G. M.: En avril 1978, j’ai organisé un stand à la foire MUBA de Bâle. Entre autres visiteurs s’est présenté un avocat d’affaires qui se renseignait sur les terrains industriels pour le compte d’Hans Liebherr. Quelque mois plus tard, j’ai fait visiter à M. Liebherr des zones industrielles dans les différents districts. Il faut rappeler qu’à l’époque, l’autoroute venant de Hambourg s’arrêtait abruptement à Corpataux. Je lui ai dit que dans les quelques années à venir, elle irait jusqu’à Bulle. Et il m’a cru sur parole! L’entreprise Liebherr Machines Bulle SA a été fondée dans la foulée.

Quel est l’héritage de Pierre Dreyer, de Paul Torche et des pionniers de la promotion économique sachant que plusieurs emblèmes industriels qu’ils ont attirés dans le canton comme Ciba, Tetra Pak ou Milupa sont maintenant partis?

G. M.: Un bilan est fait d’actifs et de passifs. Là, vous citez les passifs. Mais le bilan de la promotion économique s’avère largement positif en matière d’emplois, et aussi de bien-être. En effet, est-ce que les infrastructures que le canton a pu financer auraient existé sans l’apport décisif de toutes ces entreprises? La question se pose.

J. K.: Il faut aussi mentionner une particularité fribourgeoise, c’est que quand il y a des coups durs, nous nous sommes toujours demandé ce que nous pouvions en retirer de positif. Par exemple, la fermeture d’Ilford a mené à la création du Marly Innovation Center. Et le départ d’Elanco a permis le développement du campus Agrico, à Saint-Aubin.

En 2018, le Grand Conseil a voté une révision de la loi sur la promotion économique prévoyant de mettre en place ou de renforcer plusieurs instruments: aides à fonds perdu, prêts d’amorçage, capital-risque. Quel bilan?

J. K.: Grâce à cette révision, nous avons pu être beaucoup plus percutants pour l’accompagnement et le soutien de projets. Ces nouveaux instruments nous ont aussi permis d’avoir une très belle performance ces trois dernières années en matière de création d’emplois. Les soutiens d’aide à l’innovation à travers des projets soutenus par Innosuisse (agence de la Confédération pour l’encouragement de l’innovation, ndlr) sont aussi allés en augmentant.

Le dernier gros coup du canton, c’est l’annonce de l’implantation du fabricant horloger Rolex à Bulle. D’autres arrivées de cette ampleur sont-elles à espérer ces prochaines années?

J. K.: Des projets d’une telle qualité et d’une telle dimension sont exceptionnels. Cela n’arrive pas tous les six mois. Ce qu’il faut aussi dire, c’est que beaucoup de projets ont commencé petits. A la base, Liebherr n’employait que 40 personnes à Bulle, contre 1300 aujourd’hui.

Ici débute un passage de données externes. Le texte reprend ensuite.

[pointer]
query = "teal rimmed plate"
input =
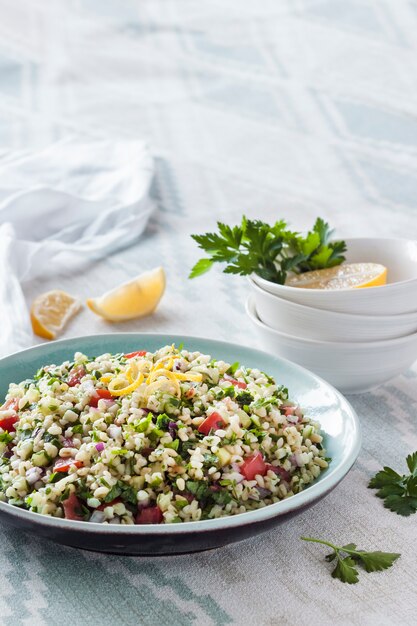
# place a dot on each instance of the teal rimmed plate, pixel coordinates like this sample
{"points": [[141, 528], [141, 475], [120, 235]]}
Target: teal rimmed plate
{"points": [[318, 399]]}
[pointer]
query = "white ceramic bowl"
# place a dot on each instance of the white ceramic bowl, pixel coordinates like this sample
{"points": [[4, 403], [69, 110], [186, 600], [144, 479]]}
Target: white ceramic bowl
{"points": [[398, 296], [351, 367], [310, 323]]}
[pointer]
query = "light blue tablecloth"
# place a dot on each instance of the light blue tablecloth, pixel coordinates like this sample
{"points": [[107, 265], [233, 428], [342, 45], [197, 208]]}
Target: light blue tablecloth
{"points": [[279, 108]]}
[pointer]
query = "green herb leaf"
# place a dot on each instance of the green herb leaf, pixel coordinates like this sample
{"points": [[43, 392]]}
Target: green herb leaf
{"points": [[270, 251], [345, 570], [348, 557], [201, 267], [376, 561], [399, 492], [412, 462]]}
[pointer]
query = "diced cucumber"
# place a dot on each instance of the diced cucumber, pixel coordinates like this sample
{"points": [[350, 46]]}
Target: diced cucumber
{"points": [[224, 457], [40, 459]]}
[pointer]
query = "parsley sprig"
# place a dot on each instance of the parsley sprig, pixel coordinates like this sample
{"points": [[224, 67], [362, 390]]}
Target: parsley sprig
{"points": [[271, 251], [399, 492], [348, 557]]}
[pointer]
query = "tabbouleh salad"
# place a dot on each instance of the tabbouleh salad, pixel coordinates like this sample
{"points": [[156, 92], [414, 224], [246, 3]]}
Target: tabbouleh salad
{"points": [[153, 437]]}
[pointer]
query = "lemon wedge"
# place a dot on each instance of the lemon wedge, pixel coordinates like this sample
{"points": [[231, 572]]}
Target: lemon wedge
{"points": [[135, 298], [51, 311], [345, 276]]}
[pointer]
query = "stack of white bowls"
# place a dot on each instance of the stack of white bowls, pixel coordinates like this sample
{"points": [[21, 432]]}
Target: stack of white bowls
{"points": [[355, 338]]}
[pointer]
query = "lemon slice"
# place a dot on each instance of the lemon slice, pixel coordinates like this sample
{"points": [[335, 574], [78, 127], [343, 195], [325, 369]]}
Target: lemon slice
{"points": [[136, 298], [51, 311], [345, 276]]}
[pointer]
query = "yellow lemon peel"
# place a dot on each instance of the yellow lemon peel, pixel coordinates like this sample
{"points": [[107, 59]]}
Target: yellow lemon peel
{"points": [[127, 388]]}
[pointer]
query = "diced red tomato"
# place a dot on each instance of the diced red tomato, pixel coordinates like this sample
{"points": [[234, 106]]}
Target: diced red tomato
{"points": [[112, 503], [234, 382], [100, 394], [72, 508], [75, 376], [64, 465], [253, 465], [68, 442], [289, 410], [213, 421], [138, 353], [11, 405], [150, 515], [280, 471], [7, 423]]}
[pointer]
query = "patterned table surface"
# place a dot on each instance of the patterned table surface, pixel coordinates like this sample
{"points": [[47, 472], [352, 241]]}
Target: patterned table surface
{"points": [[280, 108]]}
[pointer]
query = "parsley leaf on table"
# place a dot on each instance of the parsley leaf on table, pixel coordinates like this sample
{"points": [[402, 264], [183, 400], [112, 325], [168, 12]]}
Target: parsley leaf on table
{"points": [[399, 492], [271, 251], [348, 557]]}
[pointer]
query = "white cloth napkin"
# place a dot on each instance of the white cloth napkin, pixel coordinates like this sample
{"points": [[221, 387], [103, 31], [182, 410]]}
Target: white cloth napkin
{"points": [[69, 203]]}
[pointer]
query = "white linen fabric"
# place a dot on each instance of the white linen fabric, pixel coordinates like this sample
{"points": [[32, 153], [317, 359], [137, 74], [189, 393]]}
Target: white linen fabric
{"points": [[73, 202], [277, 109]]}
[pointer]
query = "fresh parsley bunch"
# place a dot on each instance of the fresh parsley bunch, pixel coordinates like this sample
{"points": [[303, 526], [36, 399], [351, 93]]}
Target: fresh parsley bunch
{"points": [[271, 251], [399, 492], [348, 557]]}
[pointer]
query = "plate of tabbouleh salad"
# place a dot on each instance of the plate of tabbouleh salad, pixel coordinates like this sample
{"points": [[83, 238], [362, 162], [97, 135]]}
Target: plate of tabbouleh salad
{"points": [[136, 433]]}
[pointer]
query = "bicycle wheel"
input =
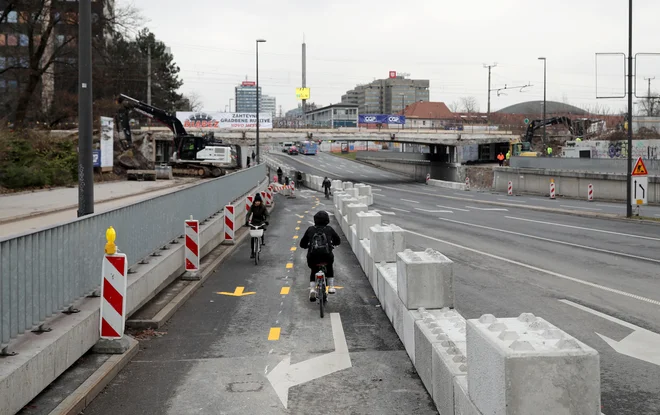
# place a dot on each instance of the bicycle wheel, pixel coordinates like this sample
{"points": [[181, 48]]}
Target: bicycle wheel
{"points": [[256, 251], [319, 296]]}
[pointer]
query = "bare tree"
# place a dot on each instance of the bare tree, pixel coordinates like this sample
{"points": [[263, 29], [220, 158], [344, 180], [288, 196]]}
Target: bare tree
{"points": [[469, 104]]}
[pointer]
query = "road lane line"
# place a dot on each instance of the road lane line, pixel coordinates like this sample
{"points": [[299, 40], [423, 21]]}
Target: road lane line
{"points": [[591, 248], [579, 207], [585, 229], [434, 211], [274, 333], [545, 271], [448, 207]]}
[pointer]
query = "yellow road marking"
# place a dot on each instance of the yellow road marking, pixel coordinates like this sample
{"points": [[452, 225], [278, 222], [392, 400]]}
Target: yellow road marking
{"points": [[274, 333]]}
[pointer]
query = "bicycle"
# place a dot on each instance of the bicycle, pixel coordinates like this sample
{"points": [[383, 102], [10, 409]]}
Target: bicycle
{"points": [[256, 233], [321, 286]]}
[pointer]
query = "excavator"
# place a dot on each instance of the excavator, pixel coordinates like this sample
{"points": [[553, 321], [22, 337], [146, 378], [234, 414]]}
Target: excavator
{"points": [[193, 156]]}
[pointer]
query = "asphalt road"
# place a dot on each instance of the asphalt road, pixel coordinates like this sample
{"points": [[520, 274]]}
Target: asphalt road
{"points": [[217, 353], [511, 260]]}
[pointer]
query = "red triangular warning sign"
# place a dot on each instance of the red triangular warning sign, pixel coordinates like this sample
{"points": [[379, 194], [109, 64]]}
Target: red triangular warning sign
{"points": [[640, 168]]}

Pareil pour UCB Farchim (société biopharmaceutique basée elle aussi à Bulle, ndlr), qui n’était au début qu’un bureau de vente avec une demi-douzaine de personnes. Aujourd’hui, nous en sommes à plus de 500 collaborateurs. Enfin, il faut rappeler que Fribourg dispose d’un tissu économique varié avec de grandes entreprises, mais aussi beaucoup de PME et de start-up. C’est ce qui fait toute sa richesse.

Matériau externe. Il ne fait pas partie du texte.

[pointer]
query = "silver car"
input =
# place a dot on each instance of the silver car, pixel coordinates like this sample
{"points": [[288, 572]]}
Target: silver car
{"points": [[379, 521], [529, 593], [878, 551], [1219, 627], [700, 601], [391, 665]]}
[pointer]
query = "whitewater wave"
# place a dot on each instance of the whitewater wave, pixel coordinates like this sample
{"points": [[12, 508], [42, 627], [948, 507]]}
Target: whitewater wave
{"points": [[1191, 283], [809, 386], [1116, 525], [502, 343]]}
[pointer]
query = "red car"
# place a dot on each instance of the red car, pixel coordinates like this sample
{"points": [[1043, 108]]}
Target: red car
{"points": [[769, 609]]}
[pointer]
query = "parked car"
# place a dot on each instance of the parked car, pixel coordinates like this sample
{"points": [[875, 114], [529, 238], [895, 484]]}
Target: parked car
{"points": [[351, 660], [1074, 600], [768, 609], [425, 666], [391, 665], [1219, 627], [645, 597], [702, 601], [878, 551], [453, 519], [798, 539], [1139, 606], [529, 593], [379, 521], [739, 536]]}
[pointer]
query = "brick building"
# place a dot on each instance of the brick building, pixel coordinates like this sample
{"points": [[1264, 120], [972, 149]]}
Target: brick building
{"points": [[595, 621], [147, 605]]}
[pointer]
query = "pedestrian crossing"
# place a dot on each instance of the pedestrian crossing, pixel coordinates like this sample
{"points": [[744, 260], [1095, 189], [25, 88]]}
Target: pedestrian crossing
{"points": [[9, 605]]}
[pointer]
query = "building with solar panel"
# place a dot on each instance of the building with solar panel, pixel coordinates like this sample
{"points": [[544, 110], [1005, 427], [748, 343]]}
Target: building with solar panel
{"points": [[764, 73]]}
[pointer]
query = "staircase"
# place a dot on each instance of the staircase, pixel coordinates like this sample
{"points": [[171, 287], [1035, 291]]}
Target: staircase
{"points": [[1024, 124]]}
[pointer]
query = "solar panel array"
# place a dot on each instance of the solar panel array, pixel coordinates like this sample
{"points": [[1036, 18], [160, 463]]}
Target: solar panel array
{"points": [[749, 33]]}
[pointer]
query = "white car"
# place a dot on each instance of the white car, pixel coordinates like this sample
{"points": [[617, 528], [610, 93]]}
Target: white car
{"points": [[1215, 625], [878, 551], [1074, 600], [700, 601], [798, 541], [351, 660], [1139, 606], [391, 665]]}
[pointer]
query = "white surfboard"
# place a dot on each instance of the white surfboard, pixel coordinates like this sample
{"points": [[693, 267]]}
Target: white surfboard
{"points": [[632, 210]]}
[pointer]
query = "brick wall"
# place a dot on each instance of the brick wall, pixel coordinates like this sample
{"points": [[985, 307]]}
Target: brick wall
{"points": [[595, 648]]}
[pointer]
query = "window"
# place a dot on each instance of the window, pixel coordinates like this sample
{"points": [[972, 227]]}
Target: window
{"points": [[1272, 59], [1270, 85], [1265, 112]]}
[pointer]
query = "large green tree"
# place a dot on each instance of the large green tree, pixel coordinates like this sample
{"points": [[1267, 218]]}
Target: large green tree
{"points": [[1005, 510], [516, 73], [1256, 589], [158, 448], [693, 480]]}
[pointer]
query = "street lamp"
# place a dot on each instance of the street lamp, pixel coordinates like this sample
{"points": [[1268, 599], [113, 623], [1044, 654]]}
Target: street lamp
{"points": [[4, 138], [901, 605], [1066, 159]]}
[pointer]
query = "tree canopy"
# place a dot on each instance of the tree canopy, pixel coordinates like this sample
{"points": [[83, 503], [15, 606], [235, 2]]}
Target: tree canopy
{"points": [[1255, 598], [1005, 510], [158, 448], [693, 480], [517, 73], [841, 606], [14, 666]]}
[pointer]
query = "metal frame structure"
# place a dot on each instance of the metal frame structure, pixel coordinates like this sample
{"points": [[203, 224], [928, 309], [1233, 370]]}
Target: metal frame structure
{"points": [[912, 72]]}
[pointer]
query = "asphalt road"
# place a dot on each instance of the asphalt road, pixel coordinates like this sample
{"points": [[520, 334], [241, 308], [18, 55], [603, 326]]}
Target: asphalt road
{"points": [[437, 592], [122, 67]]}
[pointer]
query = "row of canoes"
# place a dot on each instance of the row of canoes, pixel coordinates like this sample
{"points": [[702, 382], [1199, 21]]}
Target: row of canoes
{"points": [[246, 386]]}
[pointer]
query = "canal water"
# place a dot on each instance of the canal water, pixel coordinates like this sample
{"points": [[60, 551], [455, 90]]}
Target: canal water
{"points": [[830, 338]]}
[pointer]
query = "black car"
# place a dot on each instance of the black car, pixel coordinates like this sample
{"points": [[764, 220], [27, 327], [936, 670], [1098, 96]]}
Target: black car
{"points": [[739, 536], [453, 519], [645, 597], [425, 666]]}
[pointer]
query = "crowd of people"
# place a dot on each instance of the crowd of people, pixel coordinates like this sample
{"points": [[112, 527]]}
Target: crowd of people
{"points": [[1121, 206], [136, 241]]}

G. M.: L’annonce de l’implantation de Rolex survient plus de 44 ans après l’arrivée de Liebherr. A l’époque, Bulle et La Tour-de-Trême ne comptaient que 10 000 habitants. Aujourd’hui, cela dépasse 26 000 habitants. C’est une évolution assez incroyable, avec des retombées pour toute la région. Ces implantations d’entreprises tiennent à de petits miracles, et tout le monde en bénéficie.